United States v. Edwards, 576 F.2d 1152, 1154 (5th Cir. 1978), held that a statement is improper comment if either:
(1) it was the prosecutor's manifest intention to refer to the defendant's silence, or
(2) the remark was of such a character that the jury would "naturally and necessarily" take it to be a comment on defendant's silence.
Applying these tests, no constitutional violation occurred. It does not appear the prosecutor manifestly intended to refer to defendant's failure to testify, nor was the statement such that the jury naturally and necessarily would take it to be such a comment.
Defendant contends that under Brady v. Maryland, 373 U.S. 83, 83 S.Ct. 1194, 10 L.Ed.2d 215 (1963), the state should have disclosed the inability of the victims to positively identify Clark as one of the robbers. As the court held on the direct appeal, the defense learned prior to trial, at the hearing on the motion to suppress, that the identifications were not positive, and thus defendant was not prejudiced. 352 So.2d at 230.

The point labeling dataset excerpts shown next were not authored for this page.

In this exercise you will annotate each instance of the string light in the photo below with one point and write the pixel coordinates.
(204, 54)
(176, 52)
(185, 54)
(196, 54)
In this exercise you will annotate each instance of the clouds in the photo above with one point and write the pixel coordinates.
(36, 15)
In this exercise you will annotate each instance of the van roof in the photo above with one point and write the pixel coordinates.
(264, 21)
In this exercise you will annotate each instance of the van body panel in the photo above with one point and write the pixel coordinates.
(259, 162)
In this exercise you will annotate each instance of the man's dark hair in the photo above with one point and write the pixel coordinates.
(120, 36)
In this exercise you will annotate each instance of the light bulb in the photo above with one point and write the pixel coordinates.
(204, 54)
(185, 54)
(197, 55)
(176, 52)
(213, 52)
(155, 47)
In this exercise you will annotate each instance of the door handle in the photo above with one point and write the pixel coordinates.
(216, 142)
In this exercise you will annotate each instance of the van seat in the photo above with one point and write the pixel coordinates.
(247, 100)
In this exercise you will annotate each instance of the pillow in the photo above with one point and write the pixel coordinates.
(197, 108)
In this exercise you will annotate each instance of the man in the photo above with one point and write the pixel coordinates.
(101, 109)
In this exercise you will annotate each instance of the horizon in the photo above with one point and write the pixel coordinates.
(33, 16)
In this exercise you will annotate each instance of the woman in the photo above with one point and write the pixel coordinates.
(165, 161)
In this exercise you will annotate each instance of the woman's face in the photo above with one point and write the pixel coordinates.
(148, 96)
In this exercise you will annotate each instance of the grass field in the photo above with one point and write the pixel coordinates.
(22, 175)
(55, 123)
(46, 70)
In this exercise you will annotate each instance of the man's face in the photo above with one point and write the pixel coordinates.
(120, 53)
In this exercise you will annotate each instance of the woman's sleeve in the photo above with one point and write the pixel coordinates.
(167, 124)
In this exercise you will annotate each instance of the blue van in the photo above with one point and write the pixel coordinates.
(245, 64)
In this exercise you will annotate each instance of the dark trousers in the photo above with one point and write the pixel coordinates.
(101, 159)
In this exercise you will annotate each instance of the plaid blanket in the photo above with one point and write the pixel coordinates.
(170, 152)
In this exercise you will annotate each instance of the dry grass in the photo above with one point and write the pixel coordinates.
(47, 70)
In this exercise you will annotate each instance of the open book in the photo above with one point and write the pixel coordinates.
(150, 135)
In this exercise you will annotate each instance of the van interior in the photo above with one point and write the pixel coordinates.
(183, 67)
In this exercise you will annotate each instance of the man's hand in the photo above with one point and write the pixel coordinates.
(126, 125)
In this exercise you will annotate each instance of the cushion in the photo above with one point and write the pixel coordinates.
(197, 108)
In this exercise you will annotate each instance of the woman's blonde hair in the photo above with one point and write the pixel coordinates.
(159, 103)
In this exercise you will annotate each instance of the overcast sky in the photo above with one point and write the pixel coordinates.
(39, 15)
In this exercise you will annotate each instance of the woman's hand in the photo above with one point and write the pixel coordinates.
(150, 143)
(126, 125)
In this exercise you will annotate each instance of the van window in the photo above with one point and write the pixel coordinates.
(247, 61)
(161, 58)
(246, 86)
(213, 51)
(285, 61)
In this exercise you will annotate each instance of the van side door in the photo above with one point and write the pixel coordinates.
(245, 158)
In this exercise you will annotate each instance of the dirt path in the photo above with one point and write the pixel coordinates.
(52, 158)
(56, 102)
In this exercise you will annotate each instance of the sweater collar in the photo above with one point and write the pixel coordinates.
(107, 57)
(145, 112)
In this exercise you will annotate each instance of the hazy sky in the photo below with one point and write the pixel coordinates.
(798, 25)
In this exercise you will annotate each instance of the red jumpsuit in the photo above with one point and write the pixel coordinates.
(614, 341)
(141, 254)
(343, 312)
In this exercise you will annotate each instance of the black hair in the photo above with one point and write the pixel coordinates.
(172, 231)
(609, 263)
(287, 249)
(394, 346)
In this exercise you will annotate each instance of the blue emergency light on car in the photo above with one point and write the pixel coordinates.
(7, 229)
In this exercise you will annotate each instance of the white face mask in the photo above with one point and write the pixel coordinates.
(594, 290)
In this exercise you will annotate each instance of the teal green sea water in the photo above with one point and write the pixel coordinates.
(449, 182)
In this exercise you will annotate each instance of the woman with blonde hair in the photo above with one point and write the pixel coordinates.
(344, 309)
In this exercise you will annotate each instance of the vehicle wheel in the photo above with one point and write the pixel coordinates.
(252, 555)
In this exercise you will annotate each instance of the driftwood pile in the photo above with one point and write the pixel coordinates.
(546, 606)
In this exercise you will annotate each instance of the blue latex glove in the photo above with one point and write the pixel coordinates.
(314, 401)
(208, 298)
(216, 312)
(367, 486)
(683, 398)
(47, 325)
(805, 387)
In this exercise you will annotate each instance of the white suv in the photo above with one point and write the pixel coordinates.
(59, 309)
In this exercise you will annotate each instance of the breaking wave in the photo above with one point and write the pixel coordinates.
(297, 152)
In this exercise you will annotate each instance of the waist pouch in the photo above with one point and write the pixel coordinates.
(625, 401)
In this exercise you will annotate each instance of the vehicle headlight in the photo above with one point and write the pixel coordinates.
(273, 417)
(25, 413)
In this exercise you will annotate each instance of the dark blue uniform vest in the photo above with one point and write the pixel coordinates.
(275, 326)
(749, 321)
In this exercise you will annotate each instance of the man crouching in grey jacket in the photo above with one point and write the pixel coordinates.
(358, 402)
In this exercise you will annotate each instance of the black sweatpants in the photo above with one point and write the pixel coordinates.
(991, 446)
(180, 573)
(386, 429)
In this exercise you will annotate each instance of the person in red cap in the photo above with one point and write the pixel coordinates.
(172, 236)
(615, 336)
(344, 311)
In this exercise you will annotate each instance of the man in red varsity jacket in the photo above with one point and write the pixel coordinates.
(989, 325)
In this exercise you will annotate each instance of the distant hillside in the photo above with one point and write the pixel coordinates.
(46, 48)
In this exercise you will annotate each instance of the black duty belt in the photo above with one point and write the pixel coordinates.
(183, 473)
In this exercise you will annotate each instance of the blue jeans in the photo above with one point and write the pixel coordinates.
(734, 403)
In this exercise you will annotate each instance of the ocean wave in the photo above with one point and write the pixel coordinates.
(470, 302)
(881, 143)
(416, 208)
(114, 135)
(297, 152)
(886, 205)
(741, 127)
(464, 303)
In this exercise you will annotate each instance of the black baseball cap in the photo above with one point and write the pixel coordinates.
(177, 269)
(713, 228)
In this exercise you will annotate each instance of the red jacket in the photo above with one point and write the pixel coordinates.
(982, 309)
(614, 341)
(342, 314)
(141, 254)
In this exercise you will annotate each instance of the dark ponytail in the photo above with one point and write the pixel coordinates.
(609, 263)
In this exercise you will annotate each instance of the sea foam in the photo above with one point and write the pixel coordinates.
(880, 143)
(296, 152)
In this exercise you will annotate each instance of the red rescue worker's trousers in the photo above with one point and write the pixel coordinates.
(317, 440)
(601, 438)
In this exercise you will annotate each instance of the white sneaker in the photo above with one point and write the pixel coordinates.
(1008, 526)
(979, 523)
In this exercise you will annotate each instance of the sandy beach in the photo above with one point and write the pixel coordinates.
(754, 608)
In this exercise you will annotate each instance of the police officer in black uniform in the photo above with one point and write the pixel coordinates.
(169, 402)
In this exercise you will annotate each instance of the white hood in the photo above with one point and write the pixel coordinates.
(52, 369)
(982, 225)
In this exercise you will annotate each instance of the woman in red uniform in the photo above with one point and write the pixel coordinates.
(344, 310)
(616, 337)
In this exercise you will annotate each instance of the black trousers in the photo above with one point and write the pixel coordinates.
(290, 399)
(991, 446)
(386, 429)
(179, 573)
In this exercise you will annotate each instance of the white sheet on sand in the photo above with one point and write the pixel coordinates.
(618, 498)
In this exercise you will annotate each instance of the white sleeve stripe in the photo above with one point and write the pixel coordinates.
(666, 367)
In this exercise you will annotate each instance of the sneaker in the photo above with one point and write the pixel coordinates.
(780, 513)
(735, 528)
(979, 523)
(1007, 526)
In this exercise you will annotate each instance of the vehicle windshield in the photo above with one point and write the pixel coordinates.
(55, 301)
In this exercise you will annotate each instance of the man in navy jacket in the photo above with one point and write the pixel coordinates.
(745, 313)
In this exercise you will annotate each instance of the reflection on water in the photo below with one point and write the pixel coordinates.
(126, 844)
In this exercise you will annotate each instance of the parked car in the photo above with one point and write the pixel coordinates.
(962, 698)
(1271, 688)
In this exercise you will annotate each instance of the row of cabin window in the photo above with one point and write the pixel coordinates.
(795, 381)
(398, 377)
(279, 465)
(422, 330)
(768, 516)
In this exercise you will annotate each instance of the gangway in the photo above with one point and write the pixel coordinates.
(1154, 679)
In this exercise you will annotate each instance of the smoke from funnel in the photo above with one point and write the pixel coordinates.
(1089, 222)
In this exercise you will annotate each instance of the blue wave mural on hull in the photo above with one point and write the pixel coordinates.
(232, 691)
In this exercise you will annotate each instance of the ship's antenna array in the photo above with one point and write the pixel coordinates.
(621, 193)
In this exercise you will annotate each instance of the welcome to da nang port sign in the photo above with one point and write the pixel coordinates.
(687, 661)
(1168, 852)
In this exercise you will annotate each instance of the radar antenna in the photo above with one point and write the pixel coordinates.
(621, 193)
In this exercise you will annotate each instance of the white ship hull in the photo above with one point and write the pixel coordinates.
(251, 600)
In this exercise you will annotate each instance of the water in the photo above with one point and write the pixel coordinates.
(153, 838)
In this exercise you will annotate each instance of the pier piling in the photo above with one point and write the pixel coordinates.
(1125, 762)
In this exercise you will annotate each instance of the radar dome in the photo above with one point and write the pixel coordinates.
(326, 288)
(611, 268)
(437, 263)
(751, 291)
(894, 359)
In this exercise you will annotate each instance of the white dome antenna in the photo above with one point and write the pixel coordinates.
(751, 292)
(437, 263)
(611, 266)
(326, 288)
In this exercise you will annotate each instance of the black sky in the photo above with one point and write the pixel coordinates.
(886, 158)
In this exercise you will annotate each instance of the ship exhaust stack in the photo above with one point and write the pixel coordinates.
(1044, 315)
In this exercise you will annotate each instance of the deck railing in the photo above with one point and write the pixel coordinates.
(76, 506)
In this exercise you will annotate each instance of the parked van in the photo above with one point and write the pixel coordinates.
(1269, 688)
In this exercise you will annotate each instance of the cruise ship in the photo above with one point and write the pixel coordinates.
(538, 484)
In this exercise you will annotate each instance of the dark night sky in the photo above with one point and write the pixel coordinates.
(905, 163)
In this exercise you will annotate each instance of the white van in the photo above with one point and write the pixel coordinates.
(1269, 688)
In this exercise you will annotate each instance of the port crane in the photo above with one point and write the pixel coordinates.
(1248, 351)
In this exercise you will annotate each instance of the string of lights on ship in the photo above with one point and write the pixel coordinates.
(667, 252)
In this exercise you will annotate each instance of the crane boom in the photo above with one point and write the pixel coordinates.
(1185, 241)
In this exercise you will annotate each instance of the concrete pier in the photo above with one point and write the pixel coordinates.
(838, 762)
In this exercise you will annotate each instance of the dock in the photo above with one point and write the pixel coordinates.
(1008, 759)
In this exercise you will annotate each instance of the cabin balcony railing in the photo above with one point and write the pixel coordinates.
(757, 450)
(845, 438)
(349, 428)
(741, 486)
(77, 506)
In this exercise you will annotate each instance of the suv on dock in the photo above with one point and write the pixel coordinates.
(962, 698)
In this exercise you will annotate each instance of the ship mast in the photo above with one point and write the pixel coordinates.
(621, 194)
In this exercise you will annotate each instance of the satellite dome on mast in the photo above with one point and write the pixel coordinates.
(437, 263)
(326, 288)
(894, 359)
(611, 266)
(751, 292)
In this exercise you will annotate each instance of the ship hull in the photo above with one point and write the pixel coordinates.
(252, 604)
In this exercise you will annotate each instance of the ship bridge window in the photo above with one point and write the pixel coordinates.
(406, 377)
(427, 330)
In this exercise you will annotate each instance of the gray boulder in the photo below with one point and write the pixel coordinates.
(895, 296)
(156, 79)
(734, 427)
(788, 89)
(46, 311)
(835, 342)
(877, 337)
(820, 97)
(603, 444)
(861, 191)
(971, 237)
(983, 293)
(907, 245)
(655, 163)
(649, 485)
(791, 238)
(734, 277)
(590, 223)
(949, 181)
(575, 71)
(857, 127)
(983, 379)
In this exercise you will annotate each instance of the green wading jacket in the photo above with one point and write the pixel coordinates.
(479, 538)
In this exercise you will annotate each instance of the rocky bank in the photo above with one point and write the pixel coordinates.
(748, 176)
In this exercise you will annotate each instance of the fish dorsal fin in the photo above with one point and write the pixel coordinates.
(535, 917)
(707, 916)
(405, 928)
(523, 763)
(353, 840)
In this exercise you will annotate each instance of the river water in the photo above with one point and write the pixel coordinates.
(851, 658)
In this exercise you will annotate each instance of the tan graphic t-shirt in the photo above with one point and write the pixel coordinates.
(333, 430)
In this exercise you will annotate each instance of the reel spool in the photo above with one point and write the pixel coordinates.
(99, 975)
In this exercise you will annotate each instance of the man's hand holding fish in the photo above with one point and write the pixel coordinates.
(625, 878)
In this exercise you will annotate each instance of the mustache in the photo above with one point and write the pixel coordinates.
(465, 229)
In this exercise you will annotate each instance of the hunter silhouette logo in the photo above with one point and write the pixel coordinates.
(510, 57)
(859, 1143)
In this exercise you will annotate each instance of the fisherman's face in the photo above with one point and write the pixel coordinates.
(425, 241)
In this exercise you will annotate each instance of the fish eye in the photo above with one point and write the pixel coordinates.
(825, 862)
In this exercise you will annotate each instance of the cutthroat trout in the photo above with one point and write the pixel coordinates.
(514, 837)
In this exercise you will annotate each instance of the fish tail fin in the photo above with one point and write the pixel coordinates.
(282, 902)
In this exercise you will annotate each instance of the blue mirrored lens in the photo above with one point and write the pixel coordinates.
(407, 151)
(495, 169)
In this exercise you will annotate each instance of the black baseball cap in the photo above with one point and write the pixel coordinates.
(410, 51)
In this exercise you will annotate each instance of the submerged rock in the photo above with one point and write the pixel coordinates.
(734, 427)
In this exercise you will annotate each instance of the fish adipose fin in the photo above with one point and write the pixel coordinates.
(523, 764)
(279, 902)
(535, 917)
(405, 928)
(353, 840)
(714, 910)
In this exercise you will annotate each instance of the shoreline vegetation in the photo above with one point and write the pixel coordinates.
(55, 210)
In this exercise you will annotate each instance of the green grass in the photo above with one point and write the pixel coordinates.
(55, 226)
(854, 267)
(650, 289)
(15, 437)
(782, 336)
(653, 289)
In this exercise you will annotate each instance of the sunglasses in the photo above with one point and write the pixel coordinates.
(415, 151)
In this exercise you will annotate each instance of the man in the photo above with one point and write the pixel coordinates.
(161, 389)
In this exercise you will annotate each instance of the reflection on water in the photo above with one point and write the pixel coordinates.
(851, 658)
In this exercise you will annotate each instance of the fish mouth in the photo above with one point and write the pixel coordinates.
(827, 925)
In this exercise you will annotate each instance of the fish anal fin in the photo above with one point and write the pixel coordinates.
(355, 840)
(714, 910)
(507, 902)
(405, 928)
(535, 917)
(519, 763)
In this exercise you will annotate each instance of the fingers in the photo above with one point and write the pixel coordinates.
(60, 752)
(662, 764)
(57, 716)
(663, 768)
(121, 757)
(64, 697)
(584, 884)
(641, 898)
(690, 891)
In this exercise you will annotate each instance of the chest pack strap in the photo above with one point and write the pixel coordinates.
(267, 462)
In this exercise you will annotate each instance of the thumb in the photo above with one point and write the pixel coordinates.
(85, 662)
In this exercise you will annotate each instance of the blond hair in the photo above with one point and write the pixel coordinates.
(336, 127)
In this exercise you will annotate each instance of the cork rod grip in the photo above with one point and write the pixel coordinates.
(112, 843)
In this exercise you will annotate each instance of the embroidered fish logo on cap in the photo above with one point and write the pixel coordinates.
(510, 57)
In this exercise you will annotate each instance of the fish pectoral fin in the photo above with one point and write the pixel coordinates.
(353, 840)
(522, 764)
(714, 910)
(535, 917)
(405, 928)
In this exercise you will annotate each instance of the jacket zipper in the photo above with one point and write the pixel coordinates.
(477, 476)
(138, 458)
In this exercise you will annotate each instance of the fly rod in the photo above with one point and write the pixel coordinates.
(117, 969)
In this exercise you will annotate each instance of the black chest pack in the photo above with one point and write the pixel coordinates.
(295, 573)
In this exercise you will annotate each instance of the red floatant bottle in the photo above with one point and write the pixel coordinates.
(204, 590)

Defendant contends that Louisiana's habitual offender statute violates the Louisiana Constitution because a jury trial is not provided, the evidence was insufficient to prove his date of discharge from the prior felony, and the prior felony would now be considered a misdemeanor. The Louisiana Supreme Court held that these contentions lacked merit on the basis of its earlier decisions. 352 So.2d at 230-231. The state has power to promulgate its own rules of criminal procedure. See Spencer v. Texas, 385 U.S. 554, 564-569, 87 S.Ct. 648, 17 L.Ed.2d 606 (1967).
There is no right to trial by jury for recidivist sentencing for federal offenses. There is no constitutional defect.
This appeal has been decided by a panel of three judges who are unanimously of the opinion that oral argument is not needed because the dispositive issues have been recently authoritatively decided, and because the facts and legal arguments are adequately presented in the briefs and record and the decisional process would not be significantly aided by oral argument. See Fed.R.App. 34; Fifth Circuit Local Rule 18.